Soon, however, a third person entered this intense and engaging relationship: the great philosopher Friedrich Nietzsche. He too had fallen victim to the charm of the beautiful Lou, Nietzsche fell head over heels in love with her and asked her several times to become his wife. Exasperated and destroyed by constant rejections, after two years, Friedrich left the partnership and, also victim of a strong depression, begun to elaborate his most representative work: “Thus spoke Zarathustra”.
Lou and Paul continue the strange coexistence for three years during which she continued to claim victims: the psychologist Hermann Ebbinghaus, who will also ask her to marry him, the sociologist Ferdinand Tonnies, who makes her a ruthless court and the German Orientalist Friedrich Carl Andreas who, after an attempted suicide because of his rejected love, manages to marry her.
In 1889, an artistic partnership was born in Berlin which gave life to an avant-garde theatre free from limitations and censorship: the Freire Buhne.
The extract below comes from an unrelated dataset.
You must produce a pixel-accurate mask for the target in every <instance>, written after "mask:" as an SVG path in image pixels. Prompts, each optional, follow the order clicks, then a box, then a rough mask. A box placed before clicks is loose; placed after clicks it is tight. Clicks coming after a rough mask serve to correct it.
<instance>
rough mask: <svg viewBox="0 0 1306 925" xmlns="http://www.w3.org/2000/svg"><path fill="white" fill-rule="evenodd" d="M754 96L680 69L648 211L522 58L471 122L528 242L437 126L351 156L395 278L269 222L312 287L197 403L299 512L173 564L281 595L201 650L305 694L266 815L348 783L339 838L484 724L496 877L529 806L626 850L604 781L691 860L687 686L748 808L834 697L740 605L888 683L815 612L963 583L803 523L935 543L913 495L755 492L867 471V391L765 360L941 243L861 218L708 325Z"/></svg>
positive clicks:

Lou Salomé, who moved to Germany, joined with enthusiasm and here she met the naturalist writer Gerhart Hamptman, future Nobel Prize for literature, who became her passionate lover. Two years later he met Friedrich Pineles, an Austrian doctor, with whom she started an intermittent relationship. Salomé, a profound connoisseur of Ibsen, Tolstoy, Turgenev and Wagner, at the age of 36, met the poet Rainer Maria Rilke, 15 years younger, with whom she had a long relationship. Passionate about psychology, in 1911, with the discovery of Sigmund Freud’s theories, she joined the great master’s working group by collaborating with her magazine “Imago”.
Even the great Freud remained conquered by Lou and, after having known her thoroughly even beyond mere friendship, he will always maintain a correspondence with her.
Also, in the context of the Psychoanalytic Society, she met Viktor Tansk, a Slovak psychiatrist, with whom she started a romantic relationship, but Tansk died of suicide.
At the age of 60, Lou’s turbulent life found some peace: alongside her husband Andreas she devoted herself to the profession of psychoanalyst until 1937, the year of her death.
Lou Salomé has left a great deal of writings and publications, among which, above all, intellectual works that concern women, eros and sexuality; the biographies of the intellectuals she knew and in particular the first biography of Nietzsche written with the help of the philosopher’s sister.